Some lifecycle states aren't triggered by explicit business events like "enrollment" or "subscription_created." Instead, they're implied by the presence of certain entity traits — for example, a person becomes a "lead" when they first provide an email address.

This page documents the pattern for deriving states from trait events, including how to handle state cycling (e.g., lead → stale → lead).

The Problem

A naive approach checks a boolean flag like has_contact_info on a snapshot table. This works for current-state queries but has two drawbacks:

  1. No event linkage. The state row has no trigger_event_id, so you can't trace it back to the form submission, phone call, or import that created the lead.
  2. No timeline. You only know the person currently has contact info, not when they first provided it. The state_entered_at has to be approximated (e.g., from first_interaction_at or _created_at).

The Solution: Join Traits to Resolved Identifiers

nexus_entity_traits stores every trait event with its originating event_id, but uses pre-resolution identifiers (not entity IDs). To get the resolved entity_id, join through the identity resolution table:

SELECT
    rpi.person_id AS entity_id,
    t.event_id,
    t.trait_name,
    t.trait_value,
    t.occurred_at
FROM nexus_entity_traits t
INNER JOIN nexus_resolved_person_identifiers rpi
    ON t.identifier_type = rpi.identifier_type
    AND t.identifier_value = rpi.identifier_value
WHERE t.entity_type = 'person'
  AND t.trait_name IN ('email', 'phone', 'mobile_phone')
  AND t.trait_value IS NOT NULL
  AND TRIM(t.trait_value) != ''

This gives you:

  • entity_id — the resolved person, ready to join to other state/event tables.
  • event_id — the specific event that carried the trait, usable as trigger_event_id.
  • occurred_at — the exact timestamp when the trait was provided.
  • Full history — every trait event, not just the latest.

Why Not nexus_resolved_entity_traits?

nexus_resolved_entity_traits is convenient (it already has entity_id) but has two limitations:

  1. Regenerated IDs. The entity_trait_id is recomputed with different hash inputs than nexus_entity_traits, so you can't join between them.
  2. Latest-only.

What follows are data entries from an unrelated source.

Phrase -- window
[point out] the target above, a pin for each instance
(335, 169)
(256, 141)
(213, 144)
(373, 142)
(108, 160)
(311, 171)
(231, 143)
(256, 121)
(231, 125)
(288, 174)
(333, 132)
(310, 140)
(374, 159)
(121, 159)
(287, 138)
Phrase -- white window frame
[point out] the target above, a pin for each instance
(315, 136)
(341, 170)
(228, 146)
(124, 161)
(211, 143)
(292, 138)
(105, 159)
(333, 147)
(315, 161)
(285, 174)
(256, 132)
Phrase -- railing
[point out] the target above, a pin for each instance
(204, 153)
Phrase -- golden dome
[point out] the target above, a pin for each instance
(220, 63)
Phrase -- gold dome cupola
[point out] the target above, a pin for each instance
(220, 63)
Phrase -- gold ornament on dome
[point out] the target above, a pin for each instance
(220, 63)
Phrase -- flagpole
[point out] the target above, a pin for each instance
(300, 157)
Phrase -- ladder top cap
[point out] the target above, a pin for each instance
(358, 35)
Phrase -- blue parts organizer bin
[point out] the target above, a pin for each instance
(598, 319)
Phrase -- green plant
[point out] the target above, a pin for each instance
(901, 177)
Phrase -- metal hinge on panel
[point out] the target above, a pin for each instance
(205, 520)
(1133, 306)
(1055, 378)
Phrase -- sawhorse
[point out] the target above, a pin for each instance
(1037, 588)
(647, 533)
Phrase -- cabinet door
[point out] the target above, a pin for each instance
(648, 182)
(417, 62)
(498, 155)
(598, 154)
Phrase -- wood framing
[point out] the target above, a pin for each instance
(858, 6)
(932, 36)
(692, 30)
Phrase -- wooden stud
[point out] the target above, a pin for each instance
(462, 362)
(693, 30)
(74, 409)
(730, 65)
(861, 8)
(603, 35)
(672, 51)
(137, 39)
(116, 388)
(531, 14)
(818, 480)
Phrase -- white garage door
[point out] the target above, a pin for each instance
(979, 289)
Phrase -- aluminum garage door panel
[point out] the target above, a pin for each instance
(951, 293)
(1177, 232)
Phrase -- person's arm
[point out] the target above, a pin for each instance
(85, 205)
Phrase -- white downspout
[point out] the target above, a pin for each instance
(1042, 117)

The resolution macro applies ROW_NUMBER partitioned by (entity_id, trait_name) and keeps only the most recent value. You lose the full trait timeline, which matters for gap detection and cycling.

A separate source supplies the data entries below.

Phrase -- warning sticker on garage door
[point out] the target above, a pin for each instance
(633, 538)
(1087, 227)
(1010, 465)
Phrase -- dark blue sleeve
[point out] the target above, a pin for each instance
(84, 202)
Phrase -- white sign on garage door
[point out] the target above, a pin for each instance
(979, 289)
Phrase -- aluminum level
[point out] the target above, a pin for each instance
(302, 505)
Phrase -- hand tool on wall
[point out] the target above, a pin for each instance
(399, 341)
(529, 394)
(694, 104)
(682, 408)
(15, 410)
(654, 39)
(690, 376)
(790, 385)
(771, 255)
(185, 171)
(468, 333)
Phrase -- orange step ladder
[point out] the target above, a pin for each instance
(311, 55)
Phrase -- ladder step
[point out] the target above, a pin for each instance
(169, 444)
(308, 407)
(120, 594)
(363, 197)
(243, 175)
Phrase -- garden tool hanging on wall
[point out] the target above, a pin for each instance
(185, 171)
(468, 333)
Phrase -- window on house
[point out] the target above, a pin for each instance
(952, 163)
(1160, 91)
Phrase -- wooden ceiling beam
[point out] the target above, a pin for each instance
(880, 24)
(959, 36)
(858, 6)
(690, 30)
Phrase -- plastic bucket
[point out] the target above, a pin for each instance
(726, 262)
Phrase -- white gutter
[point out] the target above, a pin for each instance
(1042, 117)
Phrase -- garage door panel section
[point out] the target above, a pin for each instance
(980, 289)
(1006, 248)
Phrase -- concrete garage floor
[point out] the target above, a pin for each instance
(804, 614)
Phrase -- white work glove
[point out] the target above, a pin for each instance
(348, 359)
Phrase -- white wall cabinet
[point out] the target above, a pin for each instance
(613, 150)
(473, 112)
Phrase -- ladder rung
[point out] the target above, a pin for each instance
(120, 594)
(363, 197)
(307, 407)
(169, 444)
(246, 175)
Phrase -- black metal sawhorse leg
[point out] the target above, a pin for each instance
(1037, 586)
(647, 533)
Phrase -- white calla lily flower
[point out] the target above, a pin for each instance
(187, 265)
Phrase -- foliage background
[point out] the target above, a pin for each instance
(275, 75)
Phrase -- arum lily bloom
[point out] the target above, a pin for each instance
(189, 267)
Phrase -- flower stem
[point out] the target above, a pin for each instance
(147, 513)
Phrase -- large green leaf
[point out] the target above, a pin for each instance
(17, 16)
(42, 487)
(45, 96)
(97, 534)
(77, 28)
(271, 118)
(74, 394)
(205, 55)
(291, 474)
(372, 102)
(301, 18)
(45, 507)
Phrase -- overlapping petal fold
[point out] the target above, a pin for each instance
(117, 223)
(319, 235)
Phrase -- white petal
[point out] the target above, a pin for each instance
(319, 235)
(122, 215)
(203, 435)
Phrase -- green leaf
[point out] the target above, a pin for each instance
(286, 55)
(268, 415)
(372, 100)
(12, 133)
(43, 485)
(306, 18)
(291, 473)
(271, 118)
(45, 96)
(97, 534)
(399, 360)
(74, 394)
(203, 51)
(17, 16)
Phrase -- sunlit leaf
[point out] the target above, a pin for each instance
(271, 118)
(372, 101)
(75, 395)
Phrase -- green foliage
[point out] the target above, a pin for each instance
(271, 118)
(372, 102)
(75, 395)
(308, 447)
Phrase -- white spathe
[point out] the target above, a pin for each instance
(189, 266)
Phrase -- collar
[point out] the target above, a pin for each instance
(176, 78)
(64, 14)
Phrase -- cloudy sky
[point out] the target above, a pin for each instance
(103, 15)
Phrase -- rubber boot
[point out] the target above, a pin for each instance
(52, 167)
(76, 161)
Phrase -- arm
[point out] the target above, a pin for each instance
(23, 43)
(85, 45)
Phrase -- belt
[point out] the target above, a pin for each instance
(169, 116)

State Cycling with Gap Detection

Many state machines have cycles: lead → stale → lead, or active → downgraded → active. If the cycle is driven by recurring trait or event activity, the burst detection pattern handles it without recursion.

The Pattern

  1. Order events by occurred_at per entity.
  2. Compute gaps between consecutive events with LAG.
  3. Flag burst starts wherever the gap exceeds a threshold (or is NULL for the first event).
  4. Assign burst numbers with a conditional running SUM.
  5. Summarize each burst to get the entry timestamp, exit timestamp, and triggering event.
WITH contact_traits AS (
    SELECT
        rpi.person_id AS entity_id,
        t.event_id,
        t.occurred_at,
        DATEDIFF(day,
            LAG(t.occurred_at) OVER (
                PARTITION BY rpi.person_id ORDER BY t.occurred_at
            ),
            t.occurred_at
        ) AS days_since_prev
    FROM nexus_entity_traits t
    INNER JOIN nexus_resolved_person_identifiers rpi
        ON t.identifier_type = rpi.identifier_type
        AND t.identifier_value = rpi.identifier_value
    WHERE t.entity_type = 'person'
      AND t.trait_name IN ('email', 'phone', 'mobile_phone')
      AND t.trait_value IS NOT NULL
      AND TRIM(t.trait_value) != ''
),

lead_bursts AS (
    SELECT
        entity_id,
        event_id,
        occurred_at,
        SUM(
            CASE WHEN days_since_prev IS NULL OR days_since_prev > 45
                 THEN 1 ELSE 0 END
        ) OVER (PARTITION BY entity_id ORDER BY occurred_at) AS burst_num
    FROM contact_traits
),

burst_summary AS (
    SELECT
        entity_id,
        burst_num,
        MIN(occurred_at) AS lead_entered_at,
        MIN_BY(event_id, occurred_at) AS lead_event_id,
        DATEADD(day, 45, MAX(occurred_at)) AS stale_at
    FROM lead_bursts
    GROUP BY entity_id, burst_num
)

Each row in burst_summary produces:

  • A lead state row at lead_entered_at with trigger_event_id = lead_event_id.
  • A stale state row at stale_at (if stale_at <= CURRENT_TIMESTAMP()).

Rolling vs. Fixed Clocks

The burst pattern naturally supports a rolling clock: the stale threshold is computed from MAX(occurred_at) (the last activity in the burst), not MIN(occurred_at) (the first). This means continued engagement resets the clock.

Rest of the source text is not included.